Embracing the science of value in health

Murray Krahn 1,, Stirling Bryan 1, Karen Lee 1, Peter J Neumann 1
PMCID: PMC6606418  PMID: 31266787

KEY POINTS

  • Resource stewardship is recognized as an important goal within our health systems.

  • Cost-effectiveness analysis is an important tool supporting wise use of resources, but its application has been limited, in part, by the perception that it is unscientific.

  • In recent years, methodologic advances in evidence synthesis, use of population-level administrative data, preference measurement, validation and calibration have strengthened the scientific foundation of cost-effectiveness analysis.

  • Cost-effectiveness analysis should, as the science of value in health, be more widely adopted in health decision-making — not only in decisions around reimbursement but also in clinical guideline development and public health decision-making.

“Resource stewardship” is recognized as a key social value in Canada’s health system. This is enshrined in both legislation1 and a variety of reform initiatives.2,3 Canadians want a health system that meets their needs, is informed by evidence and fair, but also one that uses Canadian resources wisely. Cost-effectiveness analysis is one way to think rationally about resource allocation. Cost-effectiveness analysis is now used widely in both low- and high-income countries to inform decisions about drugs, vaccines, medical devices and health programs. In Canada, the Canadian Agency for Drugs and Technologies in Health (CADTH) Common Drug Review and the Ontario Health Technology Advisory Committee are examples of groups that use this analysis for decisions about coverage and reimbursement.

Most clinical practice guideline and advisory groups, though, do not use cost-effectiveness analysis. Some consider these analyses to be low-quality evidence.4 High-impact general medical journals tend to publish few economic analyses. One reason, perhaps, is that cost-effectiveness is not considered to be reliable or scientific by journal editors and guideline developers trained in epidemiologic methods.

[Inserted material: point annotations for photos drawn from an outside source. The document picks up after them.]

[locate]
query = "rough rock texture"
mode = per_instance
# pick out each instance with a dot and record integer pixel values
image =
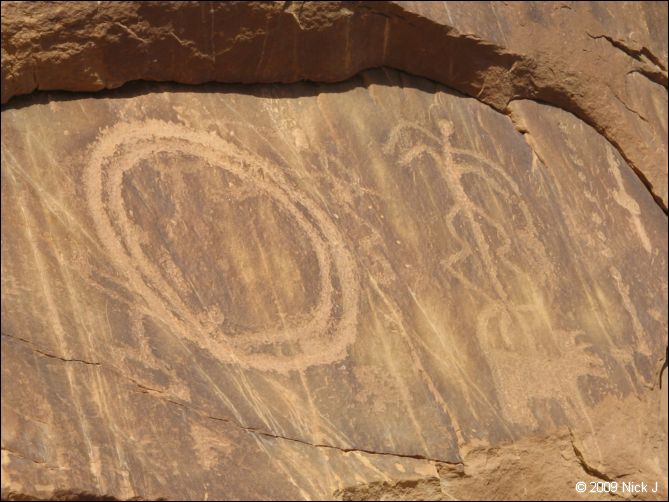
(373, 289)
(606, 62)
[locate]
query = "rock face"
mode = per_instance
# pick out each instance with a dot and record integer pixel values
(374, 288)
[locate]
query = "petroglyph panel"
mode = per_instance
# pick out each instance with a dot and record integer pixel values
(199, 295)
(259, 275)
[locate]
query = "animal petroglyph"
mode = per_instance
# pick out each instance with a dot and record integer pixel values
(321, 335)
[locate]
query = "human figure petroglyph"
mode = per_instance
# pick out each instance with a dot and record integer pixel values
(506, 322)
(321, 336)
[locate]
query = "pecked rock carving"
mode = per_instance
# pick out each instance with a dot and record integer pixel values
(316, 337)
(366, 286)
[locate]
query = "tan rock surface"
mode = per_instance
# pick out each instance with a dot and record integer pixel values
(378, 288)
(582, 57)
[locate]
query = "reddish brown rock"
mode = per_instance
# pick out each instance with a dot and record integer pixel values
(378, 288)
(579, 57)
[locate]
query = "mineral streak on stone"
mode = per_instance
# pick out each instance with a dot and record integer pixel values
(374, 288)
(606, 62)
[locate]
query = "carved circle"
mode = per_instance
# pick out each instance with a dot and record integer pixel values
(321, 336)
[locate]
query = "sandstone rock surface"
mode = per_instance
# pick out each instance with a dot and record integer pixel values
(373, 288)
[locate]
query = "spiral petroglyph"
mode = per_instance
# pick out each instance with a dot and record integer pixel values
(320, 335)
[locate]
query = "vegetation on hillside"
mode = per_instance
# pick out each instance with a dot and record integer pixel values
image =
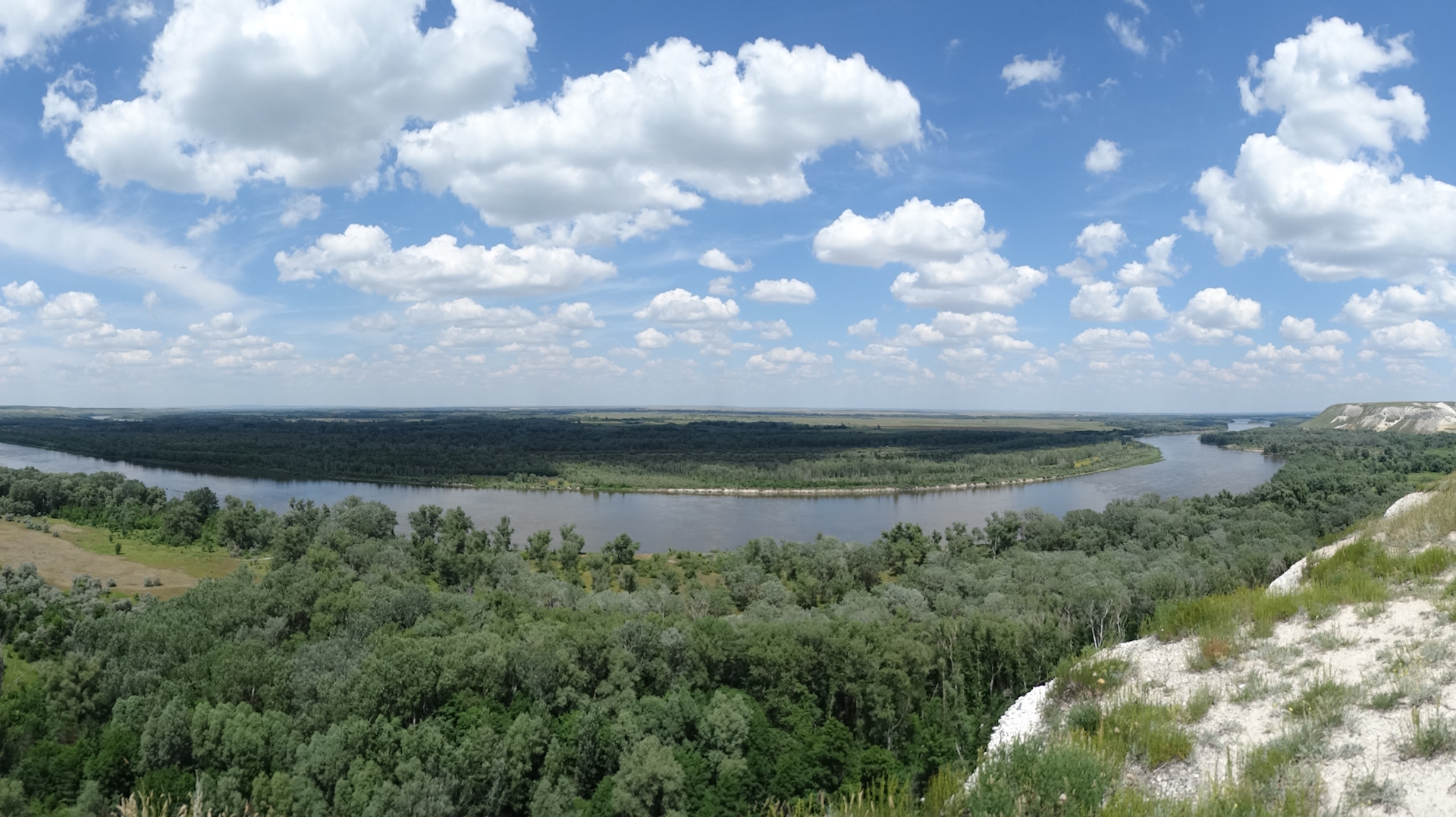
(456, 671)
(622, 454)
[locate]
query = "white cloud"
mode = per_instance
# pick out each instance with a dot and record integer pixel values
(1101, 338)
(302, 209)
(73, 309)
(1310, 190)
(28, 28)
(24, 294)
(363, 258)
(1416, 338)
(774, 329)
(34, 225)
(1213, 315)
(1126, 33)
(723, 288)
(1104, 158)
(949, 247)
(209, 225)
(1329, 112)
(237, 90)
(718, 259)
(1104, 237)
(108, 335)
(956, 328)
(382, 322)
(1101, 302)
(682, 306)
(1158, 272)
(1304, 331)
(653, 340)
(783, 290)
(619, 153)
(780, 360)
(1404, 302)
(1022, 72)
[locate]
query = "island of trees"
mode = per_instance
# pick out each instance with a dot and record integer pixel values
(595, 454)
(438, 666)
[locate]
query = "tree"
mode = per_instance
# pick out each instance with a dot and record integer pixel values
(650, 782)
(538, 548)
(620, 551)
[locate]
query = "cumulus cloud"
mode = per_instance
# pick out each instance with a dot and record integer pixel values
(1416, 338)
(469, 322)
(1213, 315)
(653, 340)
(682, 306)
(783, 290)
(1104, 158)
(24, 294)
(1101, 302)
(73, 309)
(1101, 338)
(1310, 190)
(619, 153)
(34, 225)
(1022, 72)
(209, 225)
(1329, 112)
(28, 28)
(302, 209)
(1159, 269)
(1104, 237)
(382, 322)
(1404, 302)
(237, 90)
(1304, 331)
(948, 245)
(781, 359)
(363, 258)
(1126, 33)
(718, 259)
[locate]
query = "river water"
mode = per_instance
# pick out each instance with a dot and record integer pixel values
(705, 523)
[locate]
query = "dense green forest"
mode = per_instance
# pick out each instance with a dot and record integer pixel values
(544, 451)
(453, 671)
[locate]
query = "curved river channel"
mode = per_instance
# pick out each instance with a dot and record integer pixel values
(705, 523)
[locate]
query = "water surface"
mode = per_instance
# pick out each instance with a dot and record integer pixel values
(704, 523)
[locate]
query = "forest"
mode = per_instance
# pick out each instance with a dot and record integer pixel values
(435, 666)
(532, 451)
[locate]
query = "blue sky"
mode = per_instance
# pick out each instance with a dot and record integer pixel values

Randomized controlled trials are often considered to be the highest form of evidence, because the findings of a well-conducted trial are assumed to be reliable and tell us something “true” about the world. Cost-effectiveness analysis, on the other hand, has a lingering reputation of being an unscientific technique for integrating data of varying quality and dubious provenance, having once been described as building “aerial palaces of decision analysis” amidst the “haze of Bayes.”5 But is this still justified?

Canada spends more than one-tenth of its national wealth on health care and the United States spends nearly a fifth.6 Advances in science and technology, an aging population, third-party payment and increasing medical specialization are driving costs upward. We need a way to make rational decisions about costs in relation to benefits to patients and society. We argue that cost-effectiveness analysis is in fact scientific. It is the science of value in health, a valuable tool for integrating evidence about resource use into health decision-making. We discuss how cost-effectiveness analysis can inform decisions in a world where patients demand access to promising drugs, physicians demand to use the latest technology, the private sector demands support for innovation, and even the public sector hopes to use health spending to drive economic growth.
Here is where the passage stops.